Other times, though, a song feels more like a distracted quickie in the ladies’ room, tampon dispenser squared to your lower back. “Ybor City” has a lovely guitar solo, but it’s abandoned unreasonably and abruptly. (Ow!) And Kidwell includes some unnecessarily long answering-machine samples, which I guess is supposed to seem experimental but really only forces you to wait longer between the good parts.
When Cex played Seattle’s Chop Suey in June, Newton and Kidwell spent most of the set bent over podiumlike laptop stands tall and narrow enough that they wouldn’t have looked out of place propping up Bibles at the front of a church. They danced in place there, picking their knees up high and punching the air, and Newton ended up wrapping her mike cord around her neck. The gel lights turned both their shaggy heads an identical dirty blond.
After his laptop stand fell apart, Kidwell tossed it onto his back, where the pieces stuck out like wings. “I am your messiah,” he stage-whispered to my front-row friend. “They should quarantine me.”
Dude isn’t kidding about the messiah thing either. Those shorts he wears at every concert? He found them at a Houston thrift store and liked the “St. John’s” printed on the left leg–it reminded him of his childhood parish and of two literal saints, Christ’s right-hand man and John Chrysostom, the “golden-mouthed” preacher of the early church. “I see myself as a sort of evangelist,” he says.
In interview after interview as well as on his blog (blumpy.org/rjyan), Kidwell insists that the world needs Cex now, and that we won’t be happy until we’re freed from repression. “Repression” seems to be one of his favorite words–he uses it to shame everyone from boomers to mindless consumers.
When I ask if he’s still a practicing Catholic, Kidwell says that he’s returned to the faith after logging time in the respective churches of Cobain and Bowie. “Nirvana was like a religion to me,” he says, “but I’m back to Catholicism. You just have to look at it with two eyes. It’s great when a religion teaches that magic is real, but it’s hard when they say that your penis is bad too.”

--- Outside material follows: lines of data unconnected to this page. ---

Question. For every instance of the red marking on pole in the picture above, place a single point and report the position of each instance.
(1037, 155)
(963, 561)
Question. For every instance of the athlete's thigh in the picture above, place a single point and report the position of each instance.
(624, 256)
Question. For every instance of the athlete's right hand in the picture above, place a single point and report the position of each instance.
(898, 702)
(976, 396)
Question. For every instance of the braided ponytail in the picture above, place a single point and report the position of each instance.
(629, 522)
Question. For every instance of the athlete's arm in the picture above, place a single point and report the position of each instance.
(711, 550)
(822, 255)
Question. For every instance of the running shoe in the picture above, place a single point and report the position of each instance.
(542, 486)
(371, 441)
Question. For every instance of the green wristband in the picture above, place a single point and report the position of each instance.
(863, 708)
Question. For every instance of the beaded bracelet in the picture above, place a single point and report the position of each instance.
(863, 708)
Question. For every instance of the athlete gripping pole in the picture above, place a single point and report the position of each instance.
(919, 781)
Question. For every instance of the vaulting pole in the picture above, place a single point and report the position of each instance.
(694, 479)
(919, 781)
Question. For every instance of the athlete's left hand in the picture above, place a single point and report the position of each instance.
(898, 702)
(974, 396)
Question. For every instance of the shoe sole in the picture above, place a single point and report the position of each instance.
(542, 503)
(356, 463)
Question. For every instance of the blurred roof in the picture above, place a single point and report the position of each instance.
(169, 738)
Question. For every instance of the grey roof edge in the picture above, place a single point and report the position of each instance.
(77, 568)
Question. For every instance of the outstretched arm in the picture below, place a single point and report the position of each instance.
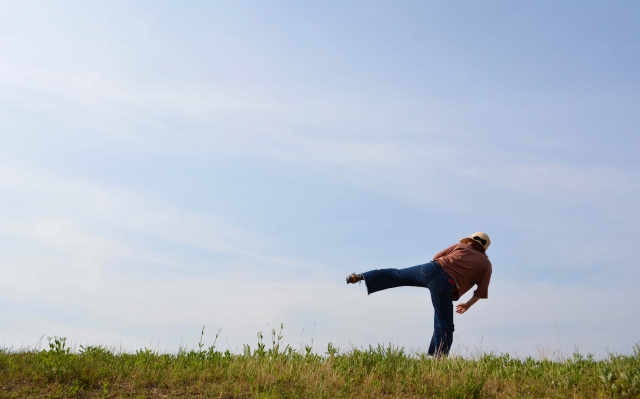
(463, 307)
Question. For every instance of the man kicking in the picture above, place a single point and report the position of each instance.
(451, 273)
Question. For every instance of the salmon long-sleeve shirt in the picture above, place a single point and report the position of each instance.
(467, 267)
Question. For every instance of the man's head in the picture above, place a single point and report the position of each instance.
(477, 239)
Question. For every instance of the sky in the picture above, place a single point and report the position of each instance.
(166, 166)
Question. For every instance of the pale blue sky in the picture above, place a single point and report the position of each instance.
(165, 165)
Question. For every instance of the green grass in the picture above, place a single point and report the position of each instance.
(282, 372)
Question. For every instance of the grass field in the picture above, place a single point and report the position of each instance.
(277, 371)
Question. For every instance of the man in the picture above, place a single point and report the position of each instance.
(451, 273)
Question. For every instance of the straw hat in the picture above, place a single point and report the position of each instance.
(481, 238)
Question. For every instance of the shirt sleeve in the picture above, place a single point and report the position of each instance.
(444, 252)
(483, 285)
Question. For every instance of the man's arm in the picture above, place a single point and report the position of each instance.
(463, 307)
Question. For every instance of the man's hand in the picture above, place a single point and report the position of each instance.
(463, 307)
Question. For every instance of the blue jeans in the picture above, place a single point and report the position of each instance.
(440, 284)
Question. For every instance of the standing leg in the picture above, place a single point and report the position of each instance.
(416, 276)
(441, 297)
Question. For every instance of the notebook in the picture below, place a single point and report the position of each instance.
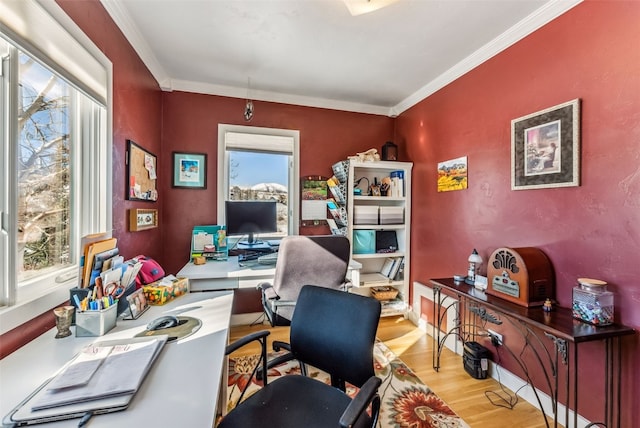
(25, 414)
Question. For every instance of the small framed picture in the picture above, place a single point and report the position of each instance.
(137, 305)
(142, 219)
(190, 170)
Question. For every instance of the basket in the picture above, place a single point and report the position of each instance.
(384, 293)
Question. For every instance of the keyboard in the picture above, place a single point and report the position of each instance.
(268, 259)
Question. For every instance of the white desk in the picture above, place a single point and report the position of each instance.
(180, 390)
(229, 275)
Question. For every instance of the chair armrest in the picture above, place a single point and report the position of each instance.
(367, 394)
(258, 335)
(278, 345)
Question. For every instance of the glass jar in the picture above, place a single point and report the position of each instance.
(592, 302)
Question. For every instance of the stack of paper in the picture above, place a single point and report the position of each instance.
(101, 370)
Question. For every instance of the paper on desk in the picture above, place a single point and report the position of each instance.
(121, 372)
(80, 371)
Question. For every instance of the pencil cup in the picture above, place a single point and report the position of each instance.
(63, 315)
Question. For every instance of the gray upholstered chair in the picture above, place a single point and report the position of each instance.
(320, 260)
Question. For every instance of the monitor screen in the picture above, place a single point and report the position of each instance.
(251, 217)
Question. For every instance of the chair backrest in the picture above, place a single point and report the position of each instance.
(335, 331)
(320, 260)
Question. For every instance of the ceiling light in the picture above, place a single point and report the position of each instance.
(358, 7)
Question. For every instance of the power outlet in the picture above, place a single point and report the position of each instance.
(496, 338)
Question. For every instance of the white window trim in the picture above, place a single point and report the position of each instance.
(52, 21)
(294, 170)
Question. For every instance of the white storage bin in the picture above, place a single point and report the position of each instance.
(365, 214)
(391, 215)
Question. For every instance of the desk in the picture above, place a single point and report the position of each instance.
(475, 308)
(229, 275)
(180, 390)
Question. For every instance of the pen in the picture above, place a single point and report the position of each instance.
(85, 419)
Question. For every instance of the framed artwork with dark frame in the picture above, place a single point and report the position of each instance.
(190, 170)
(545, 148)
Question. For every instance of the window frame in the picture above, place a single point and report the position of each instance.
(89, 71)
(293, 174)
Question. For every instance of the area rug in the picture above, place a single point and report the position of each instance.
(405, 400)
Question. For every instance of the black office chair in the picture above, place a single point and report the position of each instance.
(320, 260)
(333, 331)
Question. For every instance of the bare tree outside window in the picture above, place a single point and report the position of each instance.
(44, 171)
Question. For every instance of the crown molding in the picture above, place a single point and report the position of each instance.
(545, 14)
(123, 20)
(276, 97)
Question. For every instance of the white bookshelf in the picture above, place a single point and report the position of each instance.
(372, 263)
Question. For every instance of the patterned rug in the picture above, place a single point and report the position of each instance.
(406, 402)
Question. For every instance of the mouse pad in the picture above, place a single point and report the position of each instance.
(187, 326)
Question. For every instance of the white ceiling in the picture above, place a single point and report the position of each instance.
(315, 53)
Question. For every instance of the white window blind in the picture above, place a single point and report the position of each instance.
(29, 25)
(259, 142)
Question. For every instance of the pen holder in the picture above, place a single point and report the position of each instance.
(96, 323)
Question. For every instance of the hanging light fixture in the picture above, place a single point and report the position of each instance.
(248, 107)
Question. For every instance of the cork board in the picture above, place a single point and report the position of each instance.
(141, 171)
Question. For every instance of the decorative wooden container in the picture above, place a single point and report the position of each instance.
(384, 293)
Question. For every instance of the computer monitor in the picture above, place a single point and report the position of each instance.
(251, 217)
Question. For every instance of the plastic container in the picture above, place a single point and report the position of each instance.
(592, 302)
(96, 323)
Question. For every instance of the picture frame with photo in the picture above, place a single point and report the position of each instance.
(189, 170)
(545, 148)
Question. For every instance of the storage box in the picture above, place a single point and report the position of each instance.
(364, 241)
(365, 214)
(96, 323)
(391, 215)
(159, 294)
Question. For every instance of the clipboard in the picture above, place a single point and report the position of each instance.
(91, 252)
(23, 415)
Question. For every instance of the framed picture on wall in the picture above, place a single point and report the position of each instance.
(545, 148)
(190, 170)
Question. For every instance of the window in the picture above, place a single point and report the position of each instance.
(260, 164)
(55, 158)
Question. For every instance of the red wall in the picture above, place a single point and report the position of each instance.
(593, 53)
(190, 124)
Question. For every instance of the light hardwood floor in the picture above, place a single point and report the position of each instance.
(464, 394)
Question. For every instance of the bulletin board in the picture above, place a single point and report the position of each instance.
(141, 173)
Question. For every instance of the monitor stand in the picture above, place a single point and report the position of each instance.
(253, 244)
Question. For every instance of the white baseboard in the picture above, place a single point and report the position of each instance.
(498, 373)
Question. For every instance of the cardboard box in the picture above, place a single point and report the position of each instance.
(391, 215)
(158, 294)
(96, 323)
(365, 214)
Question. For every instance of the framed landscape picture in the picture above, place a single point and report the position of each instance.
(190, 170)
(545, 148)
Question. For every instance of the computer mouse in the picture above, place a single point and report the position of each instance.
(163, 322)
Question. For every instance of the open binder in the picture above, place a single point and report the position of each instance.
(99, 385)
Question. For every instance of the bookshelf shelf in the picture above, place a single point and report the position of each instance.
(374, 271)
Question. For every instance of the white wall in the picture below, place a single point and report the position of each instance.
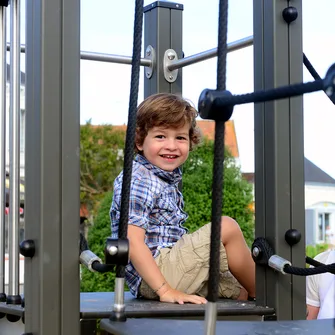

I can’t disagree, but unfortunately his analyses don’t get much deeper than that–he’s a lot better at pointing fingers than explaining himself. And there’s a big difference between the humility of Chrysostom and the content of Actual Fucking’s cover illustration–a masked man wearing nothing but Kidwell’s tattoos stands behind a perky-assed pink lady, spraying come all over her back. It’s hard to tell which is longer, his forearm or his dick. Elsewhere in the album art there are disembodied mouths and winking vulvae–if we’re supposed to fuck to become whole, why the fixation on parts?
Worse, the liner-note stories are all dude-centric, and seven of the eight are geared to straight men–the only exception is about a 15-year-old boy who rejects Baudelaire for an anonymous blow job in a park bathroom. Say for the sake of argument that you’re a 15-year-old boy questioning his sexuality–if somebody were to tell you to follow your boner wherever it may lead, wouldn’t you be angry or afraid if he went on to suggest it’d inevitably take you to one of two places, a chick or a nameless guy in a men’s room?
“But I am a straight white dude,” says Kidwell. “I just talked to people that I knew, and for people to be angry about it is counterproductive. You have to speak up for yourself.”
Point taken, and that’s exactly what I’m doing. I don’t have much use for a narrow and unsophisticated definition of sexuality–if I were to buy into it, I’d end up dissatisfied or guilty, whether I followed the rules or broke them. As much as I dig Cale Parks’s drum solos, I won’t be calling off my search for a savior just yet.